Judges are workers protected by whistleblowing law
22 October 2019
The Supreme Court (“SC”) has ruled that judges are workers under whistleblowing legislation and so are protected from being treated badly for making a protected disclosure.
There has been a series of cases over the last two or three years about whether individuals working in various different roles should be classed as “workers”, and so covered by legal entitlements such as paid holiday, minimum wage, protection from discrimination and whistleblowing rights.
In outline, a “worker” is defined as an individual who has a contract to provide services personally to someone who is not a client or customer of their business. Most of the cases so far have focused on the obligation of personal service and whether the way the service is provided means that someone is genuinely self-employed.
This case was slightly different, because the key question was whether a district judge was engaged under a contract or a different legal arrangement. Judges are described as “office-holders”.
Facts of the case
Ms Gilham worked as a district judge. She had been engaged under terms of appointment which included a detailed document entitled “District Judges - Memorandum on conditions of employment and terms of service”.
Ms Gilham raised a number of concerns about a cost-cutting exercise in the court system with senior managers. She subsequently raised a grievance, complaining of the lack of appropriate and secure court-room accommodation, the severely increased workload placed upon the district judges, and administrative failures. Later, Ms Gilham claimed that she had been treated badly in a number of ways as a result of raising these complaints. She brought various claims in the Employment Tribunal (“ET”), including one for detriment as a result of making protected disclosures.
The ET, the Employment Appeal Tribunal and the Court of Appeal all found that Ms Gilham was not a worker, and so not entitled to the protection of whistleblowing law. However, the ET in particular expressed concern that this did not adequately protect her freedom of speech.
Supreme Court’s decision
The SC disagreed with the lower courts and upheld Ms Gilham’s appeal, ruling that it was possible to classify her as a worker so as to bring her within the protection of whistleblowing law.
The SC agreed that Ms Gilham did not obviously fall within the definition of a worker because, looking at the terms of appointment and how the relationship with the Ministry of Justice worked in practice, she did not work under a contract. On the face of it this meant she was not protected.
The SC nonetheless decided that this failed to protect Ms Gilham’s human rights – specifically, the right to freedom of expression under Article 10 of the European Convention of Human Rights (“ECHR”). Leaving a judicial officer-holder without any whistleblower protection meant she was being discriminated against in her exercise of her rights under Article 14. No legitimate aim had been put forward for excluding judges from protection in this way.

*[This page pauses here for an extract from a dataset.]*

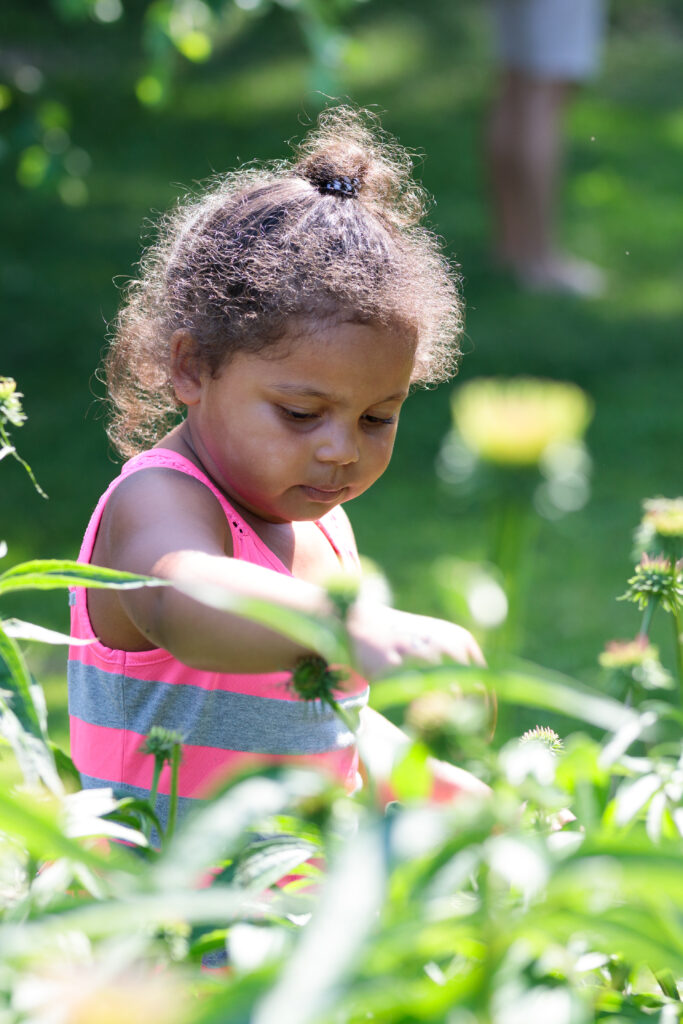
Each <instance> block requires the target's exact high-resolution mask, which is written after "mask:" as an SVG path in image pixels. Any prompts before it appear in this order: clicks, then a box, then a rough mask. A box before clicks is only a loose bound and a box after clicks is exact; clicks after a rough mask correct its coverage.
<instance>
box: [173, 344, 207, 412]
mask: <svg viewBox="0 0 683 1024" xmlns="http://www.w3.org/2000/svg"><path fill="white" fill-rule="evenodd" d="M200 371H201V365H200V357H199V352H198V348H197V342H196V341H195V338H194V336H193V335H191V334H190V333H189V331H184V330H182V331H174V332H173V334H172V335H171V381H172V382H173V390H174V391H175V396H176V398H177V399H178V401H181V402H182V403H183V406H196V404H197V402H198V401H199V400H200V395H201V391H202V375H201V372H200Z"/></svg>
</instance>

The SC’s solution was to interpret the wording of the UK legislation to include judicial office-holders within the definition of “worker” for the purposes of whistleblowing protection. The courts are obliged to interpret domestic law in a way that is compatible with ECHR rights as far as possible. The SC had previously used European Union law to include judges within the definition of worker for the purposes of a part-time worker discrimination claim, and so felt able to take a similar approach here when considering the ECHR. This did not go against the grain of the legislation, and was an appropriate way to protect the rights of judges to freedom of expression.
It is important to note that the SC’s judgment applies only to whistleblowing law, which involves rights under the ECHR. The SC has not said that judges are workers for all purposes. Yet this is still an interesting example of the courts using the ECHR to give protection to an individual who ostensibly fell outside the definition of a worker.
Although jobs that involve being an “office-holder” are relatively rare, it is possible that a similar approach could be used to protect other types of job status as well. One example is ministers of religion, where there has been disagreement in various previous cases about whether they are employees, workers, or office-holders without a contract.
This case also illustrates how the ECHR can be used to interpret existing domestic law when human rights are at stake, and effectively add to it when appropriate. The ECHR is separate from EU law, and is implemented in the UK through the Human Rights Act 1998 (“HRA”), so it is an example of European-influenced law that will remain unchanged if and when Brexit finally happens. Having said that, it has been Conservative Party policy for some time to repeal the HRA and replace it with a “British Bill of Rights”. The issue of how to do that has been postponed until sometime after Brexit, but in due course it could lead to courts and tribunals applying human rights principles via a different legal mechanism.